Robert De Niro
Meet The Parents is an uproarious comedy that proves yet again that Robert De Niro should seriously consider more comedy roles in the future. With a smart screenplay and a solid cast to deliver it to near perfection, this laugh fest from Austin Powers director Jay Roach delivers enough solid laughs to make this one of the better comedies to come out of Hollywood in at least a year.
Ben Stiller plays Greg Focker (a last name that gets a lot of comic mileage here), a Chicago male nurse who is ready to propose to his longtime love, the beautiful Pam Byrnes (Teri Polo). But first, he must get the approval of Pam’s overbearing and overprotective father, a CIA vet named Jack (De Niro). When Pam’s sister abruptly announces that she is getting married the upcoming weekend, Greg decides that this will be the perfect time to meet Jack and Pam’s mom Dina (Blythe Danner), get pop’s approval and propose to his love. Seems like the perfect plan.
Of course, that is when everything goes wrong. From having his luggage (carrying the engagement ring inside) lost by the airline to nearly burning down his perspective in-laws’ house, if things can go wrong for Greg, they do. All of these mishaps do nothing to win over Jack either, as each embarrassing event seems to make Greg appear to be all the more wrong for Pam.
I will avoid going into detail about those embarrassing events, but I will tell you that they are some of the funniest things you will see in a movie this year (one such event had me laughing so much that I missed some of the dialogue for the next scene). Thankfully, Meet The Parents has more going for it than just visual gags. We all have been at the point Greg is at in the film, and Jim Herzfeld and John Hamburg’s screenplay (based on a story by Mary Ruth Clarke and Greg Glienna), manages to take those fears we all inhabit and mine them into believable comic gold.

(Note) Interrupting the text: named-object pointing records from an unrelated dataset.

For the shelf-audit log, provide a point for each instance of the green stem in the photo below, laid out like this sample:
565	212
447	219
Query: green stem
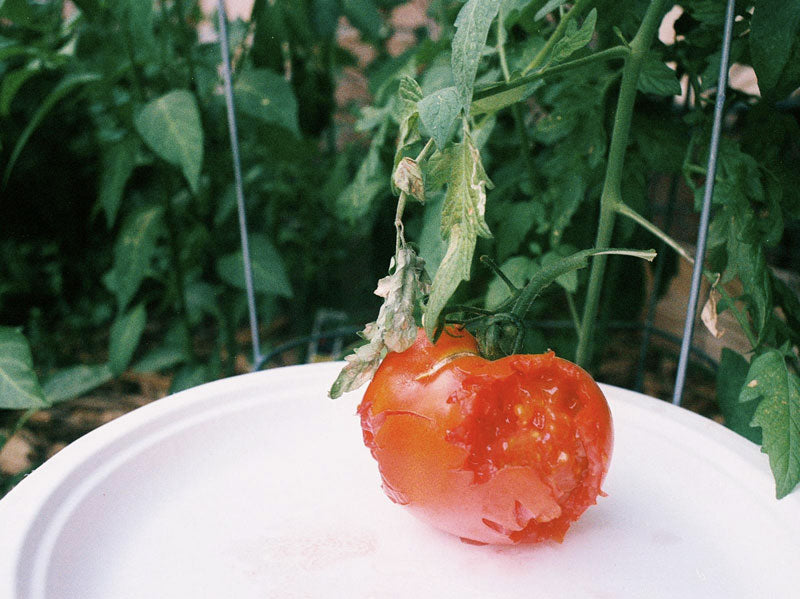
612	194
178	274
537	61
137	78
711	277
545	276
487	91
516	110
630	213
573	311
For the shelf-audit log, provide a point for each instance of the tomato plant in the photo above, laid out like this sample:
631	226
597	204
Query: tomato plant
504	451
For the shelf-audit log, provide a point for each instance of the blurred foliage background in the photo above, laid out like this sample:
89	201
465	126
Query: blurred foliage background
119	239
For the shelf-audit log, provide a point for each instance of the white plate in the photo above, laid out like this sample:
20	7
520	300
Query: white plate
259	486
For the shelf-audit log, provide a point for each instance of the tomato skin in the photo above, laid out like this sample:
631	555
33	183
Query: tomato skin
506	451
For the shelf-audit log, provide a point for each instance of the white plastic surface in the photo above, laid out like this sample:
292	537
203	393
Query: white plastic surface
259	486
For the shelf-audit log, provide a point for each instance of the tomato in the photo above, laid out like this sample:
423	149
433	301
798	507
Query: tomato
506	451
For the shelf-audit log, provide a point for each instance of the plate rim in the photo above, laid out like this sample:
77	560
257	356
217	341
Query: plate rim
22	507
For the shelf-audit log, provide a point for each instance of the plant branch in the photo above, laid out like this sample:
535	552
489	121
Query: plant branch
516	110
545	276
627	211
537	61
612	186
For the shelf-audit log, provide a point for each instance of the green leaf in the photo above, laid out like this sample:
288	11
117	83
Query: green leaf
13	81
355	200
76	381
574	38
465	201
133	252
549	7
125	335
160	359
462	223
19	385
454	268
265	95
731	377
269	273
201	299
778	415
170	126
472	27
773	31
566	204
64	87
404	111
364	16
657	78
517	221
118	165
438	113
432	247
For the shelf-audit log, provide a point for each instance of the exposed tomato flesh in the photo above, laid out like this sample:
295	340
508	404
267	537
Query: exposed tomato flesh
507	451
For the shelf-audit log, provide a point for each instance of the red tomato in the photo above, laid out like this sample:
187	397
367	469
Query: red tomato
505	451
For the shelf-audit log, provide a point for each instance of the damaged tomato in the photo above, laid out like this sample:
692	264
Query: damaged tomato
506	451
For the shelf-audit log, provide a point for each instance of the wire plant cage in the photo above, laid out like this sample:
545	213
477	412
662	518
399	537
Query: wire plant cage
331	328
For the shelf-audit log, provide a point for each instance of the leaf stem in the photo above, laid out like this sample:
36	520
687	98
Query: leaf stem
627	211
487	91
545	276
537	61
400	241
612	186
573	311
712	277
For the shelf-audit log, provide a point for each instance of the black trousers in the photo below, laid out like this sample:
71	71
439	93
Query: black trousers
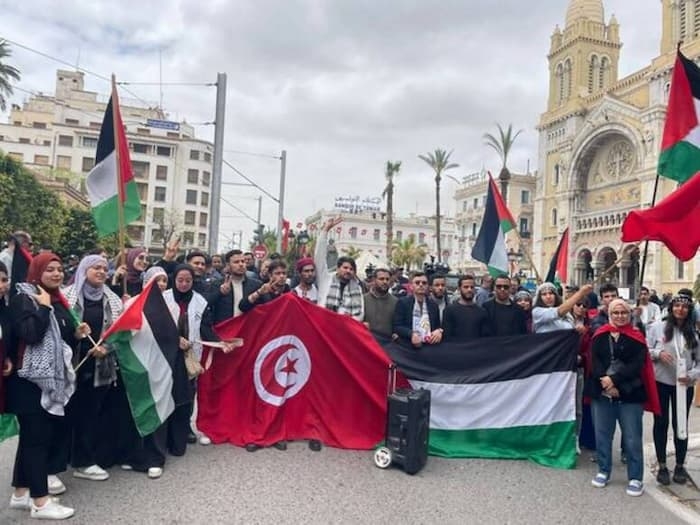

Even more impressive is the directing by Jay Roach, who was also responsible for the smart 1997 satire Austin Powers: International Man Of Mystery and its lame 1999 sequel The Spy Who Shagged Me. Whereas the Austin Powers films seemed to increasingly thrive on gross-out humour more than anything else, Meet The Parents displays Roach’s comic timing and pacing that is reminiscent of a screwball comedy from yesteryear. Even if he lets the film lag for a short spell in the third act, he never lets the laughs lag and winds up with a comedy that will satisfy viewers sick of lame gross-out comedies like Scary Movie and Road Trip.
As mentioned before, Robert De Niro turns in another fine comedic performance. Granted, he shouldn’t make comedy his only choice for movie roles, but when he does a comedy and does it well (Midnight Run, Analyze This), he seems to be more relaxed on screen and gives a more accessible performance. This doesn’t mean that his character Jack is a warm-hearted and cuddly person (if I were Greg, I would be pretty scared of him too), it just means that there is a level of empathy that comes out in these characters that might be harder to find in some of his more serious characters.
Of course, De Niro isn’t the only one who shines here. Ben Stiller proves once again that he is one of the more talented comedic actors we have working in film today. Very few actors seem to be able to play an everyday Joe like Stiller does, and he takes that everyday quality and mixes it nicely with a solid, but not overbearing, level of physical comedy.
Polo is also quite good as Pam, the object of Jack’s protection and Greg’s affection; Danner plays Dina as the ultimate suburban mother with a level of straightforwardness that makes her a modern-day June Cleaver; Jon Abrahams tries to make the most with the slight role as Pam’s pothead brother and Owen Wilson has a funny, albeit small, rle as Pam’s former fianc, who still harbours feelings for her (of course).
Most commercial comedies these days seem to consist of two areas: gross-out joke-fests or MTV-fuelled idiocy. Thankfully, Meet The Parents falls into neither of those categories. It’s a smart, funny film that won’t insult your intelligence. It will just make you laugh out loud a great deal.